A temporary eavesdropping law adopted in August expires at midnight tonight
WASHINGTON -- With a government eavesdropping law about to expire, Washington is awash in accusations over who's to blame.
President Bush said Friday that "our country is in more danger of an attack" because of Congress' failure to adopt a Senate bill that would have renewed a law that made it easier for the government to spy on foreign phone calls and e-mails that pass through the United States.
That bill also would have shielded from lawsuits telecommunications companies that helped the government wiretap U.S. computer and phone lines after the Sept. 11 terrorist attacks without clearance from a secret court that was established specifically to oversee such activities. In its competing version of the legislation, the House intentionally left out that feature.
"American citizens must understand, clearly understand, that there's still a threat on the homeland. There's still an enemy which would like to do us harm," Bush said. "We've got to give our professionals the tools they need, to be able to figure out what the enemy is up to so we can stop it."
"By blocking this piece of legislation, our country is more in danger of an attack," he said.
Democrats, in turn, accused Bush of fear-mongering and misrepresenting the facts.
"This is not about protecting Americans. The president just wants to protect American telephone companies," Rep. Rahm Emanuel of Illinois, head of the House Democratic Caucus, said Friday.
Beyond the rhetoric, the central issue is what the government can and can't do come midnight tonight, when a temporary eavesdropping law adopted by Congress last August expires.
That law let the government initiate wiretaps for up to one year against a wide range of targets. It also explicitly compelled telecommunications companies to comply with the orders, and protected them from civil lawsuits that may be filed against them for doing so.
But while the wiretaps can go on after the law expires, the compliance orders and the liability protections disappear. That's because of a quirk in the way the law was written, says director of National Intelligence Mike McConnell.
"There is no longer a way to compel the private sector to help us," he said.
Democrats dispute that assertion. House Majority Leader Steny Hoyer, D-Md., said that even when the law expires, existing wiretapping orders would continue to protect telecom companies.
Regardless of who's right about that point, the government can eavesdrop after the law expires.

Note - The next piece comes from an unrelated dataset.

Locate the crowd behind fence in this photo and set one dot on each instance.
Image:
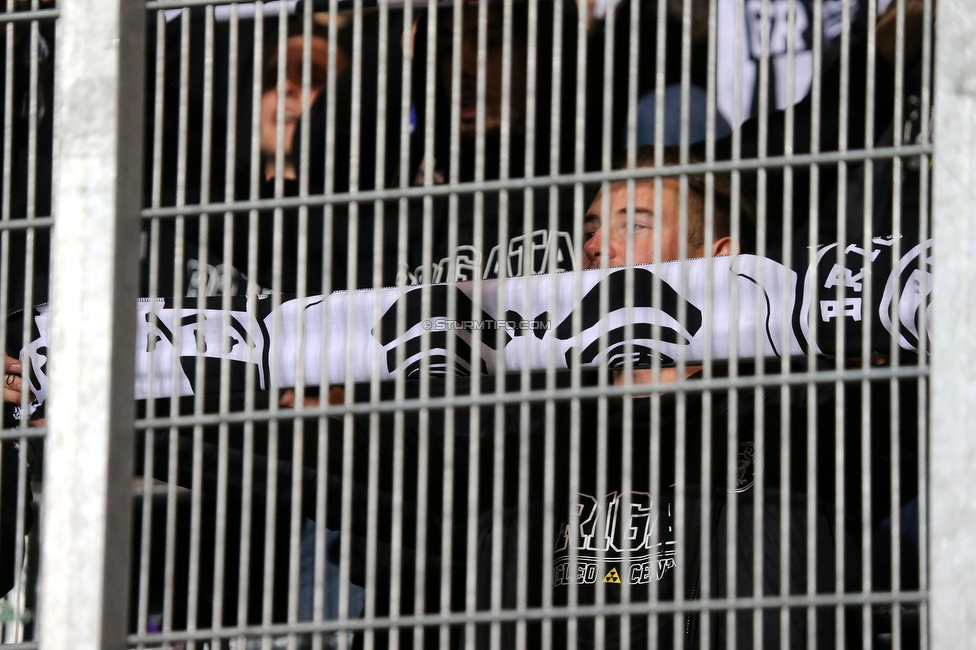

It would simply have to go back to its old procedures, getting orders approved by the Foreign Intelligence Surveillance Court.
McConnell rejects that option. He says the process of getting court orders is cumbersome and ties intelligence agents up in red tape.
The 1978 Foreign Intelligence Surveillance Act (FISA) requires the court to approve wiretaps inside the United States, a process meant to protect U.S. citizens from potential government abuses of authority. But changes in technology since then mean most of the world's computer and phone traffic passes through the United States, much of it on fiber-optic cable. Successive court cases say court orders are needed to listen in on any of them, McConnell said.
To get a court order, intelligence agents have to prove they have "probable cause" to believe a target is a foreign agent or terrorist before being allowed to tap a line inside the United States, even if the communication originates and ends in a foreign country.
It is difficult for intelligence agents piecing together shreds of information to get enough to merit probable cause, McConnell said. By the time they can amass enough information to do that, the phone number they wanted to track might already be obsolete, he said.
"More than likely we would miss the very information we need to prevent some horrendous act from taking place in the United States," he said.
The FISA law does make provisions for emergencies -- instances where there is no time to fill out the paperwork. Within a few days, though, the paperwork must be completed and probable cause must be proved to get an order approved.
House Democrats had sought to extend the current law temporarily to buy time to work out a longer-term compromise. The White House objected, and the attempt failed as Republicans were joined by conservative Democrats to defeat the move. McConnell acknowledged that the administration's opposition was intended to pressure Congress to do what Bush wants.
McConnell says an extension would fail to address a central problem: delaying legal immunity for companies that help in the warrantless wiretapping program could lead phone companies to challenge wiretapping orders in court as a way to insulate themselves from future lawsuits.
Already, he says the roughly 40 lawsuits filed against telecom companies nationwide have chilled the private sector's willingness to help the intelligence agencies in ways unrelated to electronic surveillance. Exactly how is classified, and he won't elaborate.
"I'm talking about the things they've done to help us track terrorists," said McConnell. "They did lawful things at the request of the government under the conditions they've done it for 50 years."
But that help has waned over the last two years, he said. "Your country is at risk if we can't get the private sector to help us, and that is atrophying all the time," he said.
Lawmakers left town Thursday for a 12-day recess but both sides are working behind the scenes. Bush and Vice President Dick Cheney met with Republican congressional leaders in the Oval Office to discuss the impasse with the Democratic-led House. House and Senate Democratic leaders met in Hoyer's office to hammer out plans for a conference in which Republicans will be asked to join, Hoyer said. Republicans say they won't participate.